AfD


In einer Serie kurzer Essays möchte ich Gedanken zur aktuellen politischen Situation aufschreiben, die in letzter Zeit in meinem Kopf herumgeistern. Ich betone, dass sie weitgehend subjektiver Natur, also selbstverständlich anfechtbar sind. Was davon tatsächlich zutrifft bzw. eintreffen könnte, überlasse ich der Einschätzung und Fantasie meiner Leser:innen…

Es wird in letzter Zeit viel über die AfD geschrieben. Ob ich mit diesem Essay etwas neues hinzufügen werde, weiß ich nicht; aber mir ist die Auseinandersetzung wichtig…

Ich will damit beginnen, das System Demokratie mal ganz naiv zu untersuchen. Was ist das genau? Stellen wir es uns als eine Vielzahl von Vereinen vor. Vereine, deren Ziel es ist, einen Ort, eine Stadt, eine Gemeinde, ein Bundesland oder die Republik zu organisieren.

Wie jeder Verein hat der Verein „BRD“ – nehmen wir ruhig gleich die Republik als Exempel – einen gewählten Vorstand, der stellvertretend für den ganzen Verein sich um die Organisation kümmert, die organisatorische Arbeit leistet. Es gibt die verschiedenen Parteien, die unterschiedliche Schwerpunkte setzen, was die Organisation betrifft. Entscheidend ist, dass die Parteien von allen Mitgliedern des Vereins, zu dem alle Bundesbürger:innen gehören, gewählt werden (können). Der Verein „gehört“ nicht einer oder mehreren Parteien, sondern uns allen. Die Parteien organisieren den gemeinsamen Verein, wie es bei jedem Verein der Fall ist. Es gibt einen Vorstand, aber auch Vereinsstatuten: grundlegende (Grundgesetz) und andere, die immer wieder neu gesetzt werden. An diese sind alle gebunden, auch die Mitglieder, die den Vorstand bilden.

Je nachdem, mit welchen Schwerpunkten es sich eher identifizieren kann, wählt jedes Vereinsmitglied eine bestimmte Partei. Auch wenn der Vorstand aus den Parteien besteht, mit denen jemand sich nicht identifiziert, kann Einfluss auf den Verein genommen werden.
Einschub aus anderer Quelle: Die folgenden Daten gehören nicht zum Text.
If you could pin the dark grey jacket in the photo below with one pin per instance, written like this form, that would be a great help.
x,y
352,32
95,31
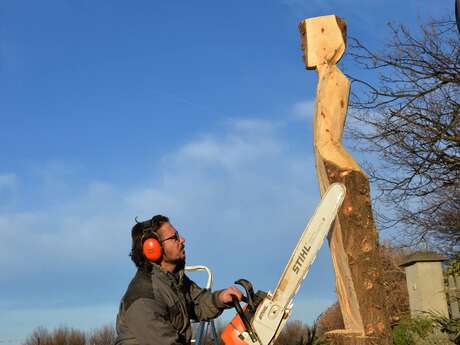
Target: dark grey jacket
x,y
157,308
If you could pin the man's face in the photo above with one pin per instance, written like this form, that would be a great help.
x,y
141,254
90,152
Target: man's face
x,y
173,244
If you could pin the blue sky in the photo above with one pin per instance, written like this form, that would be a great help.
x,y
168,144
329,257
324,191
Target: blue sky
x,y
198,110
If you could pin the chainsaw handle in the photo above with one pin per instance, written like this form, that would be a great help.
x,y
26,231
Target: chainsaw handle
x,y
243,318
247,286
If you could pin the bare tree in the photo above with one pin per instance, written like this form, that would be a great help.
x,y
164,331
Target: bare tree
x,y
59,336
105,335
410,119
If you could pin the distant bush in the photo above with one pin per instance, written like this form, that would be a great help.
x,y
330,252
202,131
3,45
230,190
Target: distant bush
x,y
395,292
71,336
296,333
424,330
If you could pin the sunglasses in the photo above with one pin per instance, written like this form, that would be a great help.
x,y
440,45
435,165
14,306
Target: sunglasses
x,y
175,237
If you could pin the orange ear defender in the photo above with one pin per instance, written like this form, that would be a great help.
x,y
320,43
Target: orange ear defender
x,y
151,244
152,249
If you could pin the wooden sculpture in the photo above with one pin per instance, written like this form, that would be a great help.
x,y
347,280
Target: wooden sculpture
x,y
353,240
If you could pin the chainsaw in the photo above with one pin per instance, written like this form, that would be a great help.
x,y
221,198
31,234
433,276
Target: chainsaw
x,y
263,317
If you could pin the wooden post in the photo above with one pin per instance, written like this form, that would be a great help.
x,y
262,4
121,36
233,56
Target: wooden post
x,y
354,240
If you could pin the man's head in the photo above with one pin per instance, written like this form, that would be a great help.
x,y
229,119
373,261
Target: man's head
x,y
173,245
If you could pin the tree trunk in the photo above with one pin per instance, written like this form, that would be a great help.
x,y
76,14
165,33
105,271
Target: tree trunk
x,y
353,240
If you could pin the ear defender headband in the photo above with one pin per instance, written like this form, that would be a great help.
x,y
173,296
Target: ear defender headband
x,y
151,244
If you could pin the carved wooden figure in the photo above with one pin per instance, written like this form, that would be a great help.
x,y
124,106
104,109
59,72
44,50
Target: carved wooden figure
x,y
353,240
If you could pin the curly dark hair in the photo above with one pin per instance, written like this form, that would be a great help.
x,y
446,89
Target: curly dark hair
x,y
138,238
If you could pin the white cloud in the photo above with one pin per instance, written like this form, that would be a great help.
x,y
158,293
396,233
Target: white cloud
x,y
241,197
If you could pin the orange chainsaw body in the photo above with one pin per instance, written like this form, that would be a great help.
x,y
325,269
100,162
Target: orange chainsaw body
x,y
233,332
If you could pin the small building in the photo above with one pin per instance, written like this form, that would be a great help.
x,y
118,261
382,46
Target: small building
x,y
425,283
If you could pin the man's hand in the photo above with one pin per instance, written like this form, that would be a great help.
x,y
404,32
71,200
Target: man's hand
x,y
226,295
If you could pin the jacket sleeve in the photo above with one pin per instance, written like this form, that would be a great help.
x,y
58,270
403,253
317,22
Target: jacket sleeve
x,y
149,322
206,304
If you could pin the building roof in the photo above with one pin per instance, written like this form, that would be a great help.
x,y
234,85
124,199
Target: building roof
x,y
422,257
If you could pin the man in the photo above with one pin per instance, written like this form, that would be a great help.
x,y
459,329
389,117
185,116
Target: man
x,y
160,300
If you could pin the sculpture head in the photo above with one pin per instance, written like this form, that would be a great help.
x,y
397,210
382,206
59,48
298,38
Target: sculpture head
x,y
323,40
Zum einen indirekt über die Vorstandsmitglieder, die als Opposition im Vorstand sitzen, zum anderen direkt über das Recht, seine Meinung zu sagen, zu demonstrieren usw. Egal wie man zum Verein und dessen Vorstand steht, es gibt ein Kriterium, das jedes Vereinsmitglied zu beachten hat: niemand kann sich über die grundlegenden und aktuell geltenden Statuten hinwegsetzen. Das einzelne Mitglied hat einige Rechte, aber kann nicht machen was es will. Auch in einer Demokratie ist die Freiheit des Einzelnen eingeschränkt. Ich glaube, dass darin das zentrale Missverständnis bei nicht wenigen Menschen liegt; dass Demokratie uneingeschränkte individuelle Freiheit bedeutet oder bedeuten soll. In einer Gemeinschaft ist das gar nicht möglich…
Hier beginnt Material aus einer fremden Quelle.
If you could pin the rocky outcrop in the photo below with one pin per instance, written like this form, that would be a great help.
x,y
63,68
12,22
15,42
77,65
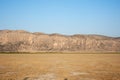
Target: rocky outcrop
x,y
23,41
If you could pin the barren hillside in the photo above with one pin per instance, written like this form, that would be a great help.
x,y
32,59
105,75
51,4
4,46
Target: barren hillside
x,y
23,41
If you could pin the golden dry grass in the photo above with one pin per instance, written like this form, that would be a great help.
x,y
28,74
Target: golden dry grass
x,y
59,66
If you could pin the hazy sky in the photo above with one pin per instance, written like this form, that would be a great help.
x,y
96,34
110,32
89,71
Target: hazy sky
x,y
62,16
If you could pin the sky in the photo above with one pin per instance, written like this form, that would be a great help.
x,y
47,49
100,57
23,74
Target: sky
x,y
62,16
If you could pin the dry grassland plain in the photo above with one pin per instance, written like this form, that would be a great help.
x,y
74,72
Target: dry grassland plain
x,y
59,66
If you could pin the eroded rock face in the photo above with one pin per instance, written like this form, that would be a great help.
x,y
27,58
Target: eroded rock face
x,y
23,41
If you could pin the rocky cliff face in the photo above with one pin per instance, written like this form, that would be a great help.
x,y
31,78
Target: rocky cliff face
x,y
23,41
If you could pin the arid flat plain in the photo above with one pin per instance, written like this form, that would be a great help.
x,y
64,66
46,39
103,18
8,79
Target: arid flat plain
x,y
59,66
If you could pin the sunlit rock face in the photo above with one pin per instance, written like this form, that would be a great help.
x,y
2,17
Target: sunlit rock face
x,y
23,41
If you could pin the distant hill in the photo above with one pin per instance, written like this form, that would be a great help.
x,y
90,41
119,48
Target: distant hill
x,y
23,41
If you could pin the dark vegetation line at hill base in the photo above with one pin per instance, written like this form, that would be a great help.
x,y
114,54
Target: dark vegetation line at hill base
x,y
23,41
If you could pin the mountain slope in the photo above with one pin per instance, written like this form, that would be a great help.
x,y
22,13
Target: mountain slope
x,y
23,41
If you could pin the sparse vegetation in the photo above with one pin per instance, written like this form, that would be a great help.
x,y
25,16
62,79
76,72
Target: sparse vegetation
x,y
59,66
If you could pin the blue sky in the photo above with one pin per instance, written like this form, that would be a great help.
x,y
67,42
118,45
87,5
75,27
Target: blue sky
x,y
62,16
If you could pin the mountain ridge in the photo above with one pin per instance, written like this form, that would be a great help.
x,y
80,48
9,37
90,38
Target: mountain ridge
x,y
24,41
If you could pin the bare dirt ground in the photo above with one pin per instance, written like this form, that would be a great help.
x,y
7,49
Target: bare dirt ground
x,y
59,66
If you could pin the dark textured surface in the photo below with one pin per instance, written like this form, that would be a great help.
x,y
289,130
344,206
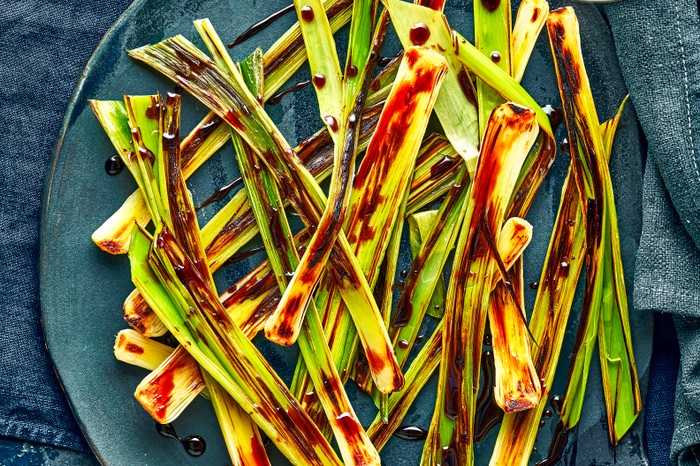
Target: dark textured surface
x,y
664,81
658,415
120,432
45,47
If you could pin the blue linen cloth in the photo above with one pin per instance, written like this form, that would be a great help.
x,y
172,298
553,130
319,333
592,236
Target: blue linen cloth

Zur besseren Veranschaulichung meines Gedankens will ich exemplarisch das fiktive Ehepaar Erwin und Erna Müller nehmen. Erwin und Erna sind stark von einem Individualdenken geprägt. Das geht den meisten so und hat zunächst nichts problematisches. Ich behaupte, dass fast jeder Mensch sich bei jeder Entscheidung als erstes fragt: Was nützt es mir persönlich? Das ist normal und auch gesund. Erwin und Erna erwarten also, dass der Vereins-Vorstand dafür sorgt, dass die ganz persönlichen Interessen des Ehepaars gewahrt werden. Das Problem ist, dass die Müllers nicht den nächsten Gedankenschritt tun, sich nämlich bewusst zu machen, dass sie nicht die einzigen Vereinsmitglieder sind und der Vorstand individuellen Erwartungen aller Mitglieder berücksichtigen muss. Was herauskommt, ist der berühmte Kompromiss, mit dem natürlich nicht jedes individuelle Bedürfnis zum tragen kommt.

Dass der Vorstand dennoch versucht, den Wünschen auch der Müllers gerecht zu werden, das verstehen Erwin und Erna nicht. „Die da oben“ würden machen was sie wollen und sehen nur ihr eigenes Interesse. Erwin und Erna sind aber nicht die einzigen Bürger:innen der Bundesrepublik Deutschland. (Ich verlasse nun das Vereins-Metapher wieder.) Demokratie ist eben nicht grenzenlose Freiheit für alle, sondern ein Zusammenleben im Kompromiss, der auch Einschränkung der individuellen Freiheit bedeutet.

Ein Teil der Bürger:innen unserer Republik kommt mit der Notwendigkeit des Kompromisses und der eingeschränkten Freiheit nicht klar. Sie denken undemokratisch. Ich finde, das ist die treffende Bezeichnung. Undemokratisch denken bedeutet, die eigene Person kompromisslos in den Mittelpunkt zu stellen. Ich darf alles, oder das System ist eine „Diktatur“. Kommt uns das bekannt vor? Genau. In Krisen und Ausnahmesituationen wie der Pandemie wurden die Bürgerrechte massiv eingeschränkt. Eine Entscheidung, die demokratisch gefällt wurde, wurde von nicht wenigen als diktatorisch empfunden und bezeichnet.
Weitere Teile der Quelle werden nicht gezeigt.